“Artificial intelligence is going to be on the next major battlefield, and you don’t want to get there second,” Ret. Gen. John Murray, Former Commanding General, Army Futures Command
Retired Gen. John Murray, former Commanding General, Army Futures Command, has over the years told Warrior that he envisioned possible future warfare as taking place on what he called a “hyperactive battlefield”… characterized by ubiquitous, omni-present sensors across domains, robotic platforms and AI-driven combat.
“Artificial intelligence is going to be on the next major battlefield, and you don’t want to get there second,” Ret. Gen. John Murray, Former Commanding General, Army Futures Command, told Warrior in a recent discussion of future warfare.

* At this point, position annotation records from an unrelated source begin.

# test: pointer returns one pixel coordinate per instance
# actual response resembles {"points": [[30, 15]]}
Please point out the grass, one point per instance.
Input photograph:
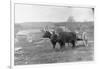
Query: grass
{"points": [[42, 52]]}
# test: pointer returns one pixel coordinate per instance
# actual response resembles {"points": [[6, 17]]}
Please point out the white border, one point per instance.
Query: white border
{"points": [[41, 65]]}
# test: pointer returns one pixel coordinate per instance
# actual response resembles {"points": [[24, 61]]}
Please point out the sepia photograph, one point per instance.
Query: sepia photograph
{"points": [[45, 34]]}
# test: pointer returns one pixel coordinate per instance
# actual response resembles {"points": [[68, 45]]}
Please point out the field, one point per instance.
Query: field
{"points": [[41, 52]]}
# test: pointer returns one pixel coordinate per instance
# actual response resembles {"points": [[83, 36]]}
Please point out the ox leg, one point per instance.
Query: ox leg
{"points": [[54, 44], [62, 44], [73, 43]]}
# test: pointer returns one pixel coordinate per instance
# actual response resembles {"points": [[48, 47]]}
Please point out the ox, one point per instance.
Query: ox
{"points": [[61, 38]]}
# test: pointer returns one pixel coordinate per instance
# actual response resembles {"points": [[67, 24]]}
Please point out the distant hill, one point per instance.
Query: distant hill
{"points": [[70, 25]]}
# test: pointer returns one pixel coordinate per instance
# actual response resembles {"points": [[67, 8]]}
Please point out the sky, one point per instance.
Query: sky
{"points": [[41, 13]]}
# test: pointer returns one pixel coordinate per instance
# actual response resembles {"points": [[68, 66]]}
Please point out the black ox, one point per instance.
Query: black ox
{"points": [[61, 38]]}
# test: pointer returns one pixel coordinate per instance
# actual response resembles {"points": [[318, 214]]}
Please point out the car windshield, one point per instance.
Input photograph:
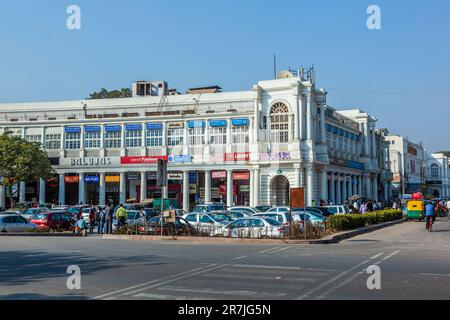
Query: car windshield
{"points": [[40, 216], [273, 222]]}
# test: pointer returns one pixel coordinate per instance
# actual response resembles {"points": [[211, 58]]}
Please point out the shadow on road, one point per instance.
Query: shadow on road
{"points": [[22, 267]]}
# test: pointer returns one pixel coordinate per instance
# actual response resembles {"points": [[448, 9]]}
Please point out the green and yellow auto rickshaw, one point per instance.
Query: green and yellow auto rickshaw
{"points": [[415, 207]]}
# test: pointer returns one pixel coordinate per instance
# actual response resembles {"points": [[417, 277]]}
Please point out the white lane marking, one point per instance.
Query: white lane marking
{"points": [[255, 266], [225, 292], [342, 274], [166, 297], [322, 296], [149, 282]]}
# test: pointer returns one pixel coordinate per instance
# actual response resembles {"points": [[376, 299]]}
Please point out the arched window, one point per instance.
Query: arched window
{"points": [[279, 123], [435, 172]]}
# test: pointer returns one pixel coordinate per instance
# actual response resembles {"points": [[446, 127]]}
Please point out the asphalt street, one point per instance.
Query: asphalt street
{"points": [[414, 264]]}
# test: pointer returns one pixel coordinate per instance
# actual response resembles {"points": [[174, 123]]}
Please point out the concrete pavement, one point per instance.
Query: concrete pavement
{"points": [[415, 264]]}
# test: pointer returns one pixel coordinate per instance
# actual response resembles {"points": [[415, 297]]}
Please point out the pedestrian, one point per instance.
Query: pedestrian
{"points": [[101, 221], [109, 217], [92, 219], [121, 216]]}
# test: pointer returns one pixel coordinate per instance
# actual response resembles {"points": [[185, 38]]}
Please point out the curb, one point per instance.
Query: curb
{"points": [[333, 239]]}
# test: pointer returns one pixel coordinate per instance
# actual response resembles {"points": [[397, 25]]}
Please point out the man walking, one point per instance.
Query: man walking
{"points": [[108, 219]]}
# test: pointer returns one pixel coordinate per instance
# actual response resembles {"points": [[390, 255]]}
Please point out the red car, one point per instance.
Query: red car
{"points": [[54, 220]]}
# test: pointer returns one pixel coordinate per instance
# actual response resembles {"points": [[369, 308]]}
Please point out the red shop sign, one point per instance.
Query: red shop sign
{"points": [[237, 156], [241, 176], [142, 160]]}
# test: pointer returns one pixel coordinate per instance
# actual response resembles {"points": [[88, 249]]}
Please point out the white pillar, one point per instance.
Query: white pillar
{"points": [[2, 195], [256, 194], [310, 185], [143, 195], [102, 190], [81, 189], [208, 186], [229, 188], [22, 191], [42, 191], [62, 189], [122, 189], [310, 126], [252, 188], [332, 188], [186, 204], [323, 133], [367, 179], [338, 191], [324, 186]]}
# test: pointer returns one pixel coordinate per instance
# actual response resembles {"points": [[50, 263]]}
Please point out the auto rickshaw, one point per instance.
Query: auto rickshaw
{"points": [[415, 208]]}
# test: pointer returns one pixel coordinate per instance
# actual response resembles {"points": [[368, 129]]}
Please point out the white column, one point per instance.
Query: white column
{"points": [[309, 125], [102, 190], [323, 133], [310, 185], [324, 186], [252, 188], [256, 194], [367, 179], [22, 191], [2, 195], [229, 188], [143, 195], [344, 189], [122, 189], [338, 191], [208, 186], [62, 189], [42, 191], [332, 188], [186, 204], [81, 189]]}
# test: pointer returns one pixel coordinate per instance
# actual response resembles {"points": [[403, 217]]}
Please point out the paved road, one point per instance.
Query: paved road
{"points": [[414, 264]]}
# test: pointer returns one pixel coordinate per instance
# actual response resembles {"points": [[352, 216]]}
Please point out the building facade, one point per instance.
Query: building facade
{"points": [[246, 147]]}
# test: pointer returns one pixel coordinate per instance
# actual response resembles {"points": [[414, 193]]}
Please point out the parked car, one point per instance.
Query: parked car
{"points": [[263, 208], [15, 223], [30, 213], [206, 208], [253, 227], [205, 222], [237, 214], [248, 210], [54, 221], [282, 216], [279, 209]]}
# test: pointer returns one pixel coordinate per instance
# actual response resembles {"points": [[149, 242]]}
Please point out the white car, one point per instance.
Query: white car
{"points": [[282, 217], [253, 227], [205, 222], [248, 210], [15, 223], [279, 209]]}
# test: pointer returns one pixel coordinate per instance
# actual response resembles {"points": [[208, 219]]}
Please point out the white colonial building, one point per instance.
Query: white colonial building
{"points": [[246, 147]]}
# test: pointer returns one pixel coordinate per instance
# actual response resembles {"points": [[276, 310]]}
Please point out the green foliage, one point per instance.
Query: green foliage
{"points": [[21, 160], [354, 221], [114, 94]]}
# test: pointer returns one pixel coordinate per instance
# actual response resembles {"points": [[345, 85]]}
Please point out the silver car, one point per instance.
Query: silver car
{"points": [[15, 223]]}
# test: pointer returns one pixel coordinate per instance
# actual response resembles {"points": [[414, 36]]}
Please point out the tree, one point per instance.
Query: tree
{"points": [[21, 160], [114, 94]]}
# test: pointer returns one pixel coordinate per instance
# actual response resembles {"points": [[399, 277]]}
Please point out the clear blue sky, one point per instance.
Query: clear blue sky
{"points": [[399, 74]]}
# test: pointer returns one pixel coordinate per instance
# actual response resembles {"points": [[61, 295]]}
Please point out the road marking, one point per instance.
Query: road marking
{"points": [[150, 282], [323, 285], [322, 296], [224, 292], [255, 266]]}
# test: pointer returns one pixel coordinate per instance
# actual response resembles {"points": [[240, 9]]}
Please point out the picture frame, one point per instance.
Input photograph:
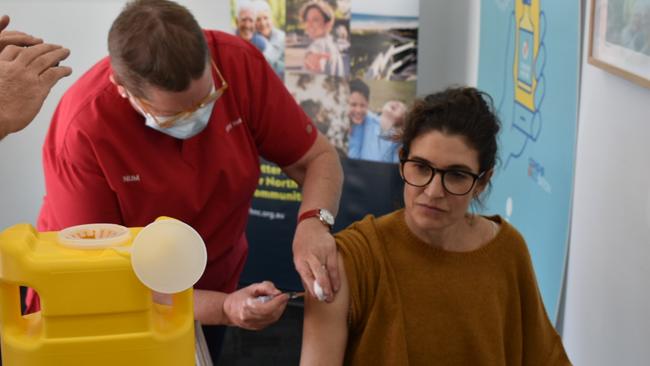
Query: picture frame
{"points": [[619, 39]]}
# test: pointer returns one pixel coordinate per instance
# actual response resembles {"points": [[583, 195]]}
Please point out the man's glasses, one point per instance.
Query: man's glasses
{"points": [[419, 174], [169, 121]]}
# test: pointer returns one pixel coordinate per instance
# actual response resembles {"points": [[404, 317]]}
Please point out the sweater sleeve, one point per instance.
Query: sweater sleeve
{"points": [[542, 344], [361, 268]]}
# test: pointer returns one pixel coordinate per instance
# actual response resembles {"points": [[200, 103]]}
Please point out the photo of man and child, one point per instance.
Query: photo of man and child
{"points": [[351, 65]]}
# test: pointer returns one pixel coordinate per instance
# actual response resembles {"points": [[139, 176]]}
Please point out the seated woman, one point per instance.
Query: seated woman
{"points": [[433, 283]]}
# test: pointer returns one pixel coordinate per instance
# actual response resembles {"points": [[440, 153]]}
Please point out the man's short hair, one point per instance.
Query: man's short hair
{"points": [[358, 86], [156, 43]]}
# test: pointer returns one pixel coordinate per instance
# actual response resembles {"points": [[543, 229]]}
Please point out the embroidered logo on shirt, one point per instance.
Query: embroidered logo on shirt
{"points": [[233, 124], [131, 178]]}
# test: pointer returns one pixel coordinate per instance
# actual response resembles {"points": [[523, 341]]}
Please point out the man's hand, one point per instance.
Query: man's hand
{"points": [[244, 310], [15, 38], [26, 76], [314, 255]]}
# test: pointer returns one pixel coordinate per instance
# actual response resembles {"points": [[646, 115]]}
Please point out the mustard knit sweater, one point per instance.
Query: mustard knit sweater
{"points": [[412, 304]]}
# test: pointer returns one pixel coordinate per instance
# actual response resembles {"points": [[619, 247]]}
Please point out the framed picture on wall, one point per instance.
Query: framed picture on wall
{"points": [[619, 39]]}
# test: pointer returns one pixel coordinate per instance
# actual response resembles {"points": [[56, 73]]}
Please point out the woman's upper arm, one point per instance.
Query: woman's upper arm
{"points": [[325, 329]]}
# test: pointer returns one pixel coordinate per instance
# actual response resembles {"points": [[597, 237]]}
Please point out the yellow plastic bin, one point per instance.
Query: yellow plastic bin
{"points": [[94, 309]]}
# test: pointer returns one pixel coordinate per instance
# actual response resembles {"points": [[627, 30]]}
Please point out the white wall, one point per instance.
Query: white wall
{"points": [[82, 26], [607, 309], [448, 44]]}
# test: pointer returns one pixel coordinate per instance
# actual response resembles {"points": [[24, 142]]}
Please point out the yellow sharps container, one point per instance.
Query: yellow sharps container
{"points": [[95, 309]]}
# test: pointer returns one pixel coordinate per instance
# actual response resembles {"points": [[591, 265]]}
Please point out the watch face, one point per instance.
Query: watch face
{"points": [[327, 217]]}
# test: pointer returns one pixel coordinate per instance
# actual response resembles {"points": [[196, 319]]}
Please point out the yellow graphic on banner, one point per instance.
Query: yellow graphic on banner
{"points": [[527, 48]]}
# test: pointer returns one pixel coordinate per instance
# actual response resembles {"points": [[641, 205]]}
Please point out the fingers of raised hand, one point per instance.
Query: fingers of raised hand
{"points": [[18, 39], [4, 22]]}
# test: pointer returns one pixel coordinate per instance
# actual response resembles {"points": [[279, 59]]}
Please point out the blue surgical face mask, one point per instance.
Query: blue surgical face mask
{"points": [[185, 127]]}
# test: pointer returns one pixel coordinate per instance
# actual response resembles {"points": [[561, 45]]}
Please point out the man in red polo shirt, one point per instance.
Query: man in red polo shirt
{"points": [[173, 123]]}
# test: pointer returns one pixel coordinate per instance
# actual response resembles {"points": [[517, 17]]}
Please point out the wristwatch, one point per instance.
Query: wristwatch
{"points": [[322, 214]]}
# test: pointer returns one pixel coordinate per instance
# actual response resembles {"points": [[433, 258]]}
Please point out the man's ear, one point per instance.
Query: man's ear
{"points": [[120, 88]]}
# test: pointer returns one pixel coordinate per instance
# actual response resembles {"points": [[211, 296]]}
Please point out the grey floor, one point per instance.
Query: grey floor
{"points": [[279, 344]]}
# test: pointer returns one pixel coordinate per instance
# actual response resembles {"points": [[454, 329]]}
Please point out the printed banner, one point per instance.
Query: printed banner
{"points": [[352, 66], [529, 59]]}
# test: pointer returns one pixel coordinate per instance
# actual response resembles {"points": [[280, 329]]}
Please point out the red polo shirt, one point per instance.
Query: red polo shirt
{"points": [[102, 164]]}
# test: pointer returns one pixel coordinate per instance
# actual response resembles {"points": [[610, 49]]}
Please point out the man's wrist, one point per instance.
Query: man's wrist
{"points": [[323, 215]]}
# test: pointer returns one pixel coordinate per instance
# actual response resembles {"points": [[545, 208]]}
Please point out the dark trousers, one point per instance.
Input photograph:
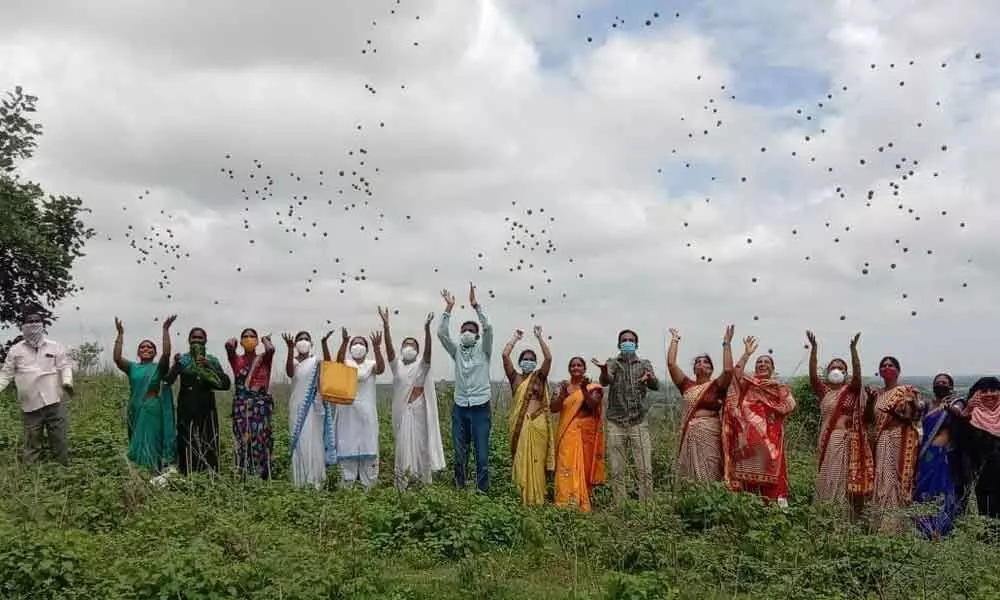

Murray explained this in relation to a broader context in which modern concepts of operation and Combined Arms Maneuver continue to take shape as technology matures; sure enough, Murray spent many years leading his Command to anticipate how emerging technologies inform and change maneuver formations, tactics and concepts of operation. One such instance of this pertains to “sensors,” as Murray put it, because there will be “nowhere to hide” in modern warfare — due to the expected presence of different kinds of “sensors” dispersed throughout a multi-domain theater of warfare. Robotics are yet another fast-evolving area of expected future warfare, given the pace of maturation of advanced algorithms enabling more and more functions to be performed without needing human intervention.
These kinds of variables are perhaps most significant with regard to how AI continues to change platforms, sensors, networking and concepts of future warfare.
In an initial, somewhat self-evident sense, AI is driving a new paradigm of high-speed, information-driven warfare, autonomy and massively truncated or shortened “sensor-to-shooter” times. The advantages and potential applications of AI are not only vast and wide-spread, but continuing to expand quickly.
One such paradigm-changing example, Murray explained, relates to AI-enabled automatic target recognition technology now integrating into ground attack platforms such as the Abrams tank. As a former 3rd Infantry Division Commander, Murray explained how soldiers were considered capable of being a “gunner” and manning the 120mm cannon if, when looking at flash cards, they were able to correctly identify 80-percent of the correct targets.